Monitor postoperatively for signs and symptoms of spinal cord compression as a result of spinal/epidural haematoma. These may present as progression of sensory or motor block, bowel or bladder dysfunction[55] The interval of neurologic monitoring should not be more than 2 hours.

Decompression laminectomy should be performed as soon as the diagnosis of spinal haematoma is confirmed, preferably within 8 hours.

To keep the “no anticoagulation period” as short as possible, it is advisable to restart the anticoagulants after surgery.

EMERGENCY SURGERY

In an emergency situation, there may not be time to normalize the coagulation profile before surgery. Stopping these drugs before surgery is not the option in any emergency surgery as it takes days to normalize the coagulation profile.

On stopping warfarin before surgery, spontaneous normalization of the INR takes about 4 days if INR is between 2 and 3.[53] Vitamin K takes at least 24 hours to fully antagonize the effect of warfarin. The effect of therapeutic doses of tinzaparin (LMWH) may last for 24 hours.[56]

Protamine sulfate may be used in equimolar dose to reverse the effect of unfractionated heparin.

There are no recommendations for the use of protamine sulfate for the reversal of LMWH, though 1 mg of protamine sulfate for every 100 anti-Xa units of LMWH may reverse more than 90% of the anti-IIa and 60% of anti-Xa activity. Both anti-IIa activity and anti-Xa activity may return up to 3 hours after protamine reversal, possibly due to release of additional LMWH from the subcutaneous depot.[41]

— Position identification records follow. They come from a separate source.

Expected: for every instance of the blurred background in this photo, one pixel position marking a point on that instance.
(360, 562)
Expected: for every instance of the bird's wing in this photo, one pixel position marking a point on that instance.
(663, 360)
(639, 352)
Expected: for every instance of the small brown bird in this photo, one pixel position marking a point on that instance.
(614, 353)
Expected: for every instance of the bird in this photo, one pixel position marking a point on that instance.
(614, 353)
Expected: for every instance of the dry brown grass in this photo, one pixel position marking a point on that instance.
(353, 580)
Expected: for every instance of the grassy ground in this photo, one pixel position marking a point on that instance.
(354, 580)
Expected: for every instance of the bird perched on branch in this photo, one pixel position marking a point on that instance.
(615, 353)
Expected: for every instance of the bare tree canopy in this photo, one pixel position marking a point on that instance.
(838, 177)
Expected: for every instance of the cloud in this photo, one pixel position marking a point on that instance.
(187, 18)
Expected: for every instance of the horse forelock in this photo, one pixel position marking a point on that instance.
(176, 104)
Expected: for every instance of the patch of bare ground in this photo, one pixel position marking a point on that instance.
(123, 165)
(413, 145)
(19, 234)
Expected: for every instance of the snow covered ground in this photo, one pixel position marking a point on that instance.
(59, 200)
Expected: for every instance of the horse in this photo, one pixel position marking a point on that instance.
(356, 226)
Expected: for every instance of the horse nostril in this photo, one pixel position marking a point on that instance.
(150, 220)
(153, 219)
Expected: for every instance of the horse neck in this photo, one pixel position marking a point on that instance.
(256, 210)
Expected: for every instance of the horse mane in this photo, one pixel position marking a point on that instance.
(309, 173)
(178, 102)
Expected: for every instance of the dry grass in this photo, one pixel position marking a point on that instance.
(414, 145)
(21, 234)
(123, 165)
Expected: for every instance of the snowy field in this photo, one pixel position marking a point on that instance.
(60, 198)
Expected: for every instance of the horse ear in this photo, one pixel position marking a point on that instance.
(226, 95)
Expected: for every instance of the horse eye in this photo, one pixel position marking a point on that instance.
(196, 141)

Fresh frozen plasma, prothrombin complex concentrate may be used to normalize INR within minutes. The recombinant-activated FVIIa can also normalize INR quickly.[57]

EMERGING TRENDS

Orally administered direct thrombin inhibitor (Dabigatran) and direct FXa inhibitor (Rivaroxaban) have the potential to simplify long-term anticoagulant therapy.

CONCLUSION

Deep vein thrombosis followed by fatal pulmonary embolism is common in certain high-risk patients and after some high-risk surgical procedures. Because of high mortality, prophylaxis against venous thromboembolism has attained widespread acceptance. These patients, on prophylactic or therapeutic doses of anticoagulants, may present for surgery.

The dilemma regarding general anaesthesia versus regional anaesthesia can be resolved if the anaesthesiologist is aware of the pharmacokinetics of anticoagulant drugs. Correct diagnosis and prompt management of thromboembolic events in the perioperative period reduces mortality in such patients.